9

518 28 54
                                    


[tw // references and mentions of abuse]



Sunoo sits next to Wonyoung in the courtyard, a plate of sliced fruit between them. Wonyoung is wearing a long floral dress cinched at the waist with a silk ribbon and an oversized sun hat on top of her head. In her hands is a bundle of daisies — small, delicate hands weaving the flowers together as she stares down into her lap. Sunoo doesn't look at her, instead gazing out at the fountain where white water cascades gently down moss-stained rock. The atmosphere is gentle and untarnished, warmed by the glow of the setting sun creeping over the tops of the trees on the horizon.

"A while ago, I left a letter for you on the foot of the staircase," Wonyoung says to him to pierce the silence, holding up her chain of daisies into the sunlight. The white blooms are fresh now, but Sunoo knows by morning they'll be withered and brown. Wonyoung's face is impassive and smooth — a kaleidoscope of reds and oranges from the sun lighting across her complexion.

"Did you? I don't remember ever seeing it," Sunoo says mindlessly, picking at the grass until it stains his fingertips an emerald green. Sitting outside next to Wonyoung is different from how it was with Sunghoon — an unmountable distance between them that Sunoo has grown to accept. Expects it to remain there for the rest of his life in a bland, tolerable way.

"That's because you never did," Wonyoung explains, eerily calm. There's little that seems to faze her, and Sunoo wonders if there's anything that truly disturbs her or if she's as impenetrable as one of the paintings on the wall. "I left it there to see if Sunghoon would tamper with it. I'd noticed he was looking at me differently. He looked at you differently too."

"A test then," Sunoo nods. "You wanted to test him."

"I suppose," Wonyoung agrees. "It was more curiosity than anything, at that point."

"How did he look at me differently?" Part of Sunoo is curious about the answer, while the rest of him aches at any memory of his old servant. He knows he's expected to ask another question though, and it must be destiny that his tongue always finds a way to place Sunghoon's name on it.

Wonyoung forgets her daisy chain, leaning her head back to look at the sky and pulling one of the barrettes down through her wispy, long hair. "Like a friend, maybe. Or someone dear to him."

"He wasn't supposed to, I'm guessing," Sunoo says.

Wonyoung hums. "Not like that. Not in the way that I saw."

It's quiet between them for a moment — broken only by the soft whisper of the wind catching the edge of the leaves in the overgrown peach trees lining the courtyard. They fill the air with their summery sweetness, barrelling towards becoming perfectly ripe. Sunoo doesn't let the words settle inside of him — too afraid to think about what they might mean. What they mean shouldn't matter anyway, since everything between him and Sunghoon has ended.

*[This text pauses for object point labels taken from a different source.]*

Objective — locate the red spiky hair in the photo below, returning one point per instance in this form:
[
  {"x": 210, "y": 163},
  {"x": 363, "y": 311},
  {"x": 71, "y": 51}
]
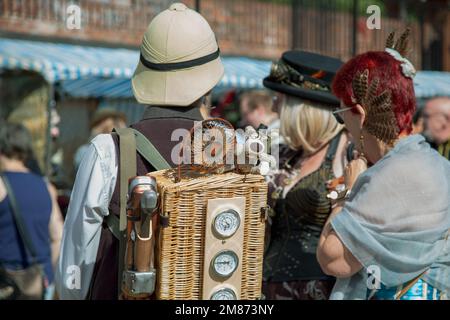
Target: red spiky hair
[{"x": 383, "y": 66}]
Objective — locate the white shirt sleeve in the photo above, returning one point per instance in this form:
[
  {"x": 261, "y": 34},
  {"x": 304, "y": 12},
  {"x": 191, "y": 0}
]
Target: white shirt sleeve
[{"x": 91, "y": 194}]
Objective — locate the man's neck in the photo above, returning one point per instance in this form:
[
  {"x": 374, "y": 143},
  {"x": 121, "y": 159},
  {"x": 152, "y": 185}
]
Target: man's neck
[{"x": 162, "y": 112}]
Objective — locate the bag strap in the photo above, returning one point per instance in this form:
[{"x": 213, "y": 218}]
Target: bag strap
[
  {"x": 130, "y": 141},
  {"x": 21, "y": 227},
  {"x": 149, "y": 152},
  {"x": 127, "y": 145},
  {"x": 408, "y": 286}
]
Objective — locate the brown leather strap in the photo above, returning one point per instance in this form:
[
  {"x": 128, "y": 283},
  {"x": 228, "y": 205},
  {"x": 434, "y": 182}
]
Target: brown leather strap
[{"x": 127, "y": 145}]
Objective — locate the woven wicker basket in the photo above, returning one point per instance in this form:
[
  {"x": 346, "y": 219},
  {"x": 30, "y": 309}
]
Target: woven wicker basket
[{"x": 180, "y": 245}]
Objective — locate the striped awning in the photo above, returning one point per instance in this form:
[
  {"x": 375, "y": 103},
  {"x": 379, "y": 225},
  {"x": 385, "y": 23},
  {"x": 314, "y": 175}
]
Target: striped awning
[{"x": 84, "y": 71}]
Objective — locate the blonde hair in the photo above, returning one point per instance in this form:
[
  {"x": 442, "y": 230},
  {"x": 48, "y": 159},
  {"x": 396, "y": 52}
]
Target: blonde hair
[{"x": 307, "y": 125}]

If there was anything at all to begin with.

"What did he do with the letter?" Sunoo asks.

"I don't know," Wonyoung says, and her face twists like it upsets her. The idea of not knowing. She must not be used to it. "All I know is that he never gave it to you. If he had, I know you would have said something to me."

Sunoo turns to look at her, surveying the intelligent sharpness of her eyes and the prideful pout of her mouth. He'd never seen it in anyone other than Sunghoon before, and the resemblance makes something inside of him ache. "How can you be sure of that?"